Case Study: ByteDance Uses eBPF to Enhance Networking Performance

tptacek

Netkit, which is what this is built on, is pretty neat. For transmitting packets from one container/VM to another, the conventional solution is to give each its own veth device. When you do that, the kernel network stack, at like the broad logic level, is sort of oblivious to the fact that the devices aren't real ethernet devices and don't have to go through the ethernet motions to transact.

Netkit replaces that logic with a simple pairing of sending and receiving eBPF programs; it's an eBPF cut-through for packet-level networking between networks that share a host kernel. It's faster, and it's simpler to reason about; the netkit.c code is pretty easy to read straight through.

charleslmunger

>When you do that, the kernel network stack, at like the broad logic level, is sort of oblivious to the fact that the devices aren't real ethernet devices and don't have to go through the ethernet motions to transact.

Is that true even for virtio-net? I guess I just assumed all these virtual devices worked like virtiofs and had low overhead fast paths for host and guest communication.

XorNot

Yeah this is a surprise to me too - my impression was things like loopback and virtio devices were used explicitly because they don't pretend to ever be real devices, and thus bypass all the real device handling.

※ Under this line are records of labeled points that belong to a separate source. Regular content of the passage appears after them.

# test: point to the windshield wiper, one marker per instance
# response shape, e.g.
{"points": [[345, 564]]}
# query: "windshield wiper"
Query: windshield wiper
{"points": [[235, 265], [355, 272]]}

What additional overhead is cut out by the netkit approach?

tptacek

Are you using virtual machines? They're not.

The big win here as I understand it is that it gives you roughly the same efficient inter-device forwarding path that XDP gives you: you can bounce from one interface to another in eBPF without converting buffers back into skbuffs and snaking them through the stack again.

lsnd-95

It would be nice to see an implementation of TCP fusion (on Solaris) or SIO_LOOPBACK_FASTPATH (on Windows) for Linux.

sirjaz

Someone on HN giving kudos to Windows for once. Has hell frozen over.

jiveturkey

Came here to say the same. I'm glad linux is finally catching up to Solaris.

preisschild

Cilium (a Kubernetes CNI) can use netkit instead of veth bridges since netkit was introduced in the kernel

https://isovalent.com/blog/post/cilium-netkit-a-new-containe...

akamaka

Thanks for the clear explanation!

erulabs

I'd love to see a more complete picture of ByteDance's TikTok infra. They released "KubeAdmiral" (1) so I'm assuming they're using eBPF via a Kubernetes CNI, and I see ByteDance listed on Cilium's github (2). They're also using KubeRay (3) to orchestrate huge inference tasks. It's annoying that a company I definitely do not want to work for has such an incredibly interesting infrastructure!

1. https://github.com/kubewharf/kubeadmiral

2. https://github.com/cilium/cilium/blob/main/USERS.md

3. https://www.anyscale.com/blog/how-bytedance-scales-offline-i...

koakuma-chan

They also made monoio, an io-uring based async runtime for Rust: https://github.com/bytedance/monoio

dilyevsky

I also heard they replace k8s etcd with a shim [0] similar to kine because their clusters are so large.

[0] - https://github.com/kubewharf/kubebrain

ddxv

Here's my list of the decompiled apps tools and business SDKs they are using:

https://appgoblin.info/apps/com.zhiliaoapp.musically/sdks

nighthawk454

> eBPF is a technology that can run programs in a privileged context such as the operating system kernel. It is the successor to the Berkeley Packet Filter (BPF, with the "e" originally meaning "extended") filtering mechanism in Linux and is also used in non-networking parts of the Linux kernel as well.

> It is used to safely and efficiently extend the capabilities of the kernel at runtime without requiring changes to kernel source code or loading kernel modules. Safety is provided through an in-kernel verifier which performs static code analysis and rejects programs which crash, hang or otherwise interfere with the kernel negatively.

https://en.wikipedia.org/wiki/EBPF?useskin=vector

throw78311

I guess this is why everything is under Federation/default now, the old mess was annoying to work with.